Stefan Sperling wrote on Tue, Feb 28, 2012 at 03:18:35 +0100:
> On Mon, Feb 27, 2012 at 03:25:00PM -0800, Jason Wong wrote:
> > I guess I am wondering that if this is the case, then why is it that
> > if the check-in fails, and then we manually check it in again using
> > tortoisesvn, that it works the second time?
> 
> As far as I know, we don't know what the underlying problem is yet.
> So I'm afraid I cannot answer all of your questions in a satisfactory
> manner because I don't know the answers.

I'm not really surprised by this situation.  I guess Jason means "the
same set of tree/text/prop/revprop changes" when he says "it", but by
the nature of the bug it may well have to do with some concurrency
issues on the server --- i.e., it depends on more than just the contents
being committed.

> Daniel might know more -- he has been following the problem more closely
> than me. And I hope he will correct me if I'm making any wrong or
> misleading statements in this post :)

Yeah, I'm following this thread :)

> > We have been using svn for a while now and I am
> > wondering what this means that for 1.6, that this issue has been
> > occurring from communcations between 1.6 client and 1.6 server.
> 
> It has probably been happening since before the 1.7 release.
> The problem was first discovered in the ASF repository.
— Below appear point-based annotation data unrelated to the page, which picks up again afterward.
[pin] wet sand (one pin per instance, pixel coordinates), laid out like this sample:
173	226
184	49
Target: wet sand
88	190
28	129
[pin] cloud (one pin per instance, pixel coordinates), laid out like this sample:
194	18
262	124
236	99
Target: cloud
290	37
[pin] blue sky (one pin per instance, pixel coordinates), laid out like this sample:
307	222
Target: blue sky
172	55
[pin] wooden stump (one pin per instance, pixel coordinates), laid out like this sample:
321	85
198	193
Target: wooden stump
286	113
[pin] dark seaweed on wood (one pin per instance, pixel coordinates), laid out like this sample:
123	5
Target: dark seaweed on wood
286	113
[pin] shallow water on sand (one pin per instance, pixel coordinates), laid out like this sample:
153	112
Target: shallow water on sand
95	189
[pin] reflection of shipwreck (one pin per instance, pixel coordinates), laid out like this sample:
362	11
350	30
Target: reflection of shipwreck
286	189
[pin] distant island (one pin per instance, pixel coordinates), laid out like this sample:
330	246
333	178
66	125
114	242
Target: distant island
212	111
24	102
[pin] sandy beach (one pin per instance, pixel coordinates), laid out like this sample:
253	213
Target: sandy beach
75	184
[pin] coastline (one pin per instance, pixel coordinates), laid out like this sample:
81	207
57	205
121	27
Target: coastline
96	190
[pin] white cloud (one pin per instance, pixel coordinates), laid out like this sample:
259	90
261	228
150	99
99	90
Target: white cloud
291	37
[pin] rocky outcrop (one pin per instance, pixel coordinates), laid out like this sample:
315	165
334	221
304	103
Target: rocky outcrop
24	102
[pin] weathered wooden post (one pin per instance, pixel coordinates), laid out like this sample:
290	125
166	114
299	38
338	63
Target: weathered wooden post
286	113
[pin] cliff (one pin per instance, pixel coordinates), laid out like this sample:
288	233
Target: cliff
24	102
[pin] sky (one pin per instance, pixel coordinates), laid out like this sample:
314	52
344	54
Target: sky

The first
> occurrence there has been traced to a time before 1.7.0 was released.
> At the time the ASF server was still running 1.6, and the first commit
> that introduced the problem in the ASF repository was very likely
> a 1.6 client.
> 

AI We should check whether it _was_ a 1.6 client..

> > Also, is this bug something that svnadmin verify will not detect?
> > The last time we ran svnadmin verify, it said all was good.
> 
> Apparently, svnadmin verify won't find it.
> This should probably be fixed. But the priority right now is to
> understand why it is happening in the first place.
> 

AI The 'verify' part is a relatively low-hanging fruit, though.

AI File an issue for the pred-count bug

> > If it is the case that this bug has been occuring for a long time,
> > what are the implications of the history links for affected
> > revisions?
> 
> 'svn log' skips some revisions where it shouldn't. This is the
> only harmful effect of this bug, as far as I know.
> 

As I'd mentioned upthread the ASF repository triggering this bug also
has bogus minfo-cnt headers.  It's not known yet whether that is the
same bug, a separate bug, or a bug in something other than svn.

(that's also why I'm not filing an issue for the minfo-cnt bug yet --
it's not clear that the bug is in svn.)

> > When you say the history links are incorrect, does it
> > just put in a random value or is it actually unreadable values?
> 
> I don't know if it is random or somehow predetermined. That depends
> on how the wrong predecessor value actually comes about.
> 

The links are not garbage values -- they point to an existing location
(node-rev) in history.  They don't point to the right location.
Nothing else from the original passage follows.